The value of good test data to DBAs is well known:
“Testing of database-intensive applications has unique challenges that stem from hidden dependencies, subtle differences in data semantics, target database schemes, and implicit business rules. These challenges become even more difficult when the application involves integrated and heterogeneous databases or confidential data. Proper test data that simulate real-world data problems are critical to achieving reasonable quality benchmarks for functional input-validation, load, performance, and stress testing. ” – Ali Raza & Stephen Clyde, abstract from Creating Datasets for Testing Relational Databases
Testing database operations, prototyping data warehouse and ETL/ELT jobs, safely outsourcing file samples and reports, and running performance benchmarks on DB appliances all require test data with the look and feel of the production database so that the applications using that test data now will perform successfully with real data later. In their 2012 book, Raza and Clyde compare test data generation against test data extraction.

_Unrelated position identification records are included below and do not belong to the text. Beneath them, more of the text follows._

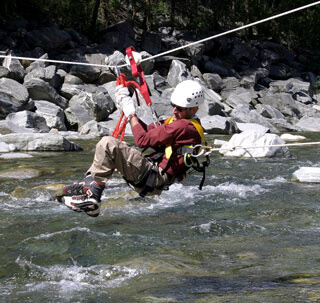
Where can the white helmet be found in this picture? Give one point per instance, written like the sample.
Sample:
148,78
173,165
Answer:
188,93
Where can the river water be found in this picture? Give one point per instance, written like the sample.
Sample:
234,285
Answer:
251,234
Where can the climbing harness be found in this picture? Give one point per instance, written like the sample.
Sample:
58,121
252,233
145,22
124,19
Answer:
137,72
205,150
186,151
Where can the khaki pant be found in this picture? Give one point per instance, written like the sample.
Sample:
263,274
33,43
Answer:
113,154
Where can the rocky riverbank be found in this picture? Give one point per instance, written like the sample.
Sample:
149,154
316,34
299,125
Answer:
248,84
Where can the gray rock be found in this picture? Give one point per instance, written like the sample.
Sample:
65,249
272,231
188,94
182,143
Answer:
4,72
269,111
47,74
307,175
219,125
72,79
178,72
37,64
291,86
252,77
94,128
283,102
52,113
302,98
40,142
77,116
255,139
309,124
87,74
13,97
236,98
99,104
10,156
29,120
15,68
41,90
252,127
213,81
243,114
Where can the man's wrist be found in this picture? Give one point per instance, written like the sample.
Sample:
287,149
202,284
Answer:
133,114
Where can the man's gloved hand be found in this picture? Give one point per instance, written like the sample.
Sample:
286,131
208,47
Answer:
136,56
128,106
123,101
121,92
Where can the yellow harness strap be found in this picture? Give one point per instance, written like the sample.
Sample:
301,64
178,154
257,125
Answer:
198,127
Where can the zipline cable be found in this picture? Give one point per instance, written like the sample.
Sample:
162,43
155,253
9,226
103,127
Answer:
173,50
206,150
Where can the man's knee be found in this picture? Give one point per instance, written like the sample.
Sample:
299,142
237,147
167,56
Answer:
107,142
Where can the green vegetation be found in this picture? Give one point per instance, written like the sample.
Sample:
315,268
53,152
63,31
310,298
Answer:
298,30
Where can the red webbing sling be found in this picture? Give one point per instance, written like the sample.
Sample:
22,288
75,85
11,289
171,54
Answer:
137,72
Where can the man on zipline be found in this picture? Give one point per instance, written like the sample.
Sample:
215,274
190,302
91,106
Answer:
148,175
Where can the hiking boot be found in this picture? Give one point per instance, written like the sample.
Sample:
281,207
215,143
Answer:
75,189
89,202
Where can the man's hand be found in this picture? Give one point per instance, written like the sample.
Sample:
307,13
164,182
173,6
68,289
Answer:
123,101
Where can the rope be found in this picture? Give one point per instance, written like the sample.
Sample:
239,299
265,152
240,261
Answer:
207,150
175,49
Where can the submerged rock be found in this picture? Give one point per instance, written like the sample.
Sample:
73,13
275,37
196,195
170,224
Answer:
255,144
19,173
292,138
307,175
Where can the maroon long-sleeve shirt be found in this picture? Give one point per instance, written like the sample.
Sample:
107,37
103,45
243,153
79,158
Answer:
178,133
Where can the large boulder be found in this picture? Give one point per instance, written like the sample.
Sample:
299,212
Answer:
282,102
39,142
178,72
219,125
29,120
41,90
254,144
52,113
13,97
309,124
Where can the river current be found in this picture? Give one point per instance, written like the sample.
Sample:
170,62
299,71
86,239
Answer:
251,234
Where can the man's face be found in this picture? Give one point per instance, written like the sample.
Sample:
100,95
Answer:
182,112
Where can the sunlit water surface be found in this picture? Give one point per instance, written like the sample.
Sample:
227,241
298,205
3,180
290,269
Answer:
251,235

IRI and its users know that using real data for testing is undesirable. The most obvious reason today is that real data risk exposing personally identifiable information (PII) that needs to be kept confidential. A developer or tester does not want to run processes, or test a database system and risk sharing customer information like social security numbers, credit card information, birth dates, etc. during this phase. Currently available real data may also not be robust or realistic enough to stress-test applications or databases which will have to handle larger volumes and/or value ranges.
Unfortunately, Raza and Clyde wrote their book before RowGen v3 was released, when they may have observed it generates test data that:
1) does not expose PII because it contains new, or randomized real, column values
2) maintains the structural and referential integrity defined in the original DDL
3) is not limited to the original database’s data volumes or value ranges
4) can be customized through the generation of scripts to address complex requirements
5) is pre-sorted and automatically bulk-loaded for the fastest population possible
6) are defined in batch scripts that have diverse flexibility and can be exported, re-used, and modified as needed
IRI RowGen v3 is the latest release of the world’s fastest and most robust high-volume test data generator for relational databases. RowGen will run from the IRI Workbench GUI built on Eclipse, on the command line, or from batch programs, to produce the quality and quantity of test data necessary to accurately reflect the scope, layouts, and relationships within production databases, and in turn, data warehouses and operational data stores.
RowGen v3’s new DB Test Data wizard, when launched from the IRI Workbench GUI, guides users through the specification and automation of:
Parsing – by selecting the schema and tables to populate, RowGen translates the database table descriptions and integrity constraints into .rcl scripts that specify the source structure, dependent sets, and data creation, in the order necessary to populate the tables in the right format, and with all primary keys, unique indexes, and foreign key relationships respected.
Generation – by building and running the .rcl scripts to create one test file per table that can be bulk loaded, and/or saved for future use.
Population – by bulk-loading the target tables in the right order with pre-sorted test data that is structurally and referentially correct.
The process can rapidly load huge test databases and comply with both business rules and data privacy laws. The data generated are realistic and robust enough to stress-test database operations and query applications.
RowGen v3 also supports rule- and script-based options to control specific field values and value range distributions that accommodates specific database constraints, and best represent the appearance and occurrence rates of data in production. Users can also graph and visually substantiate that the test values conform to linear, normalized, weighted, or standard distributions.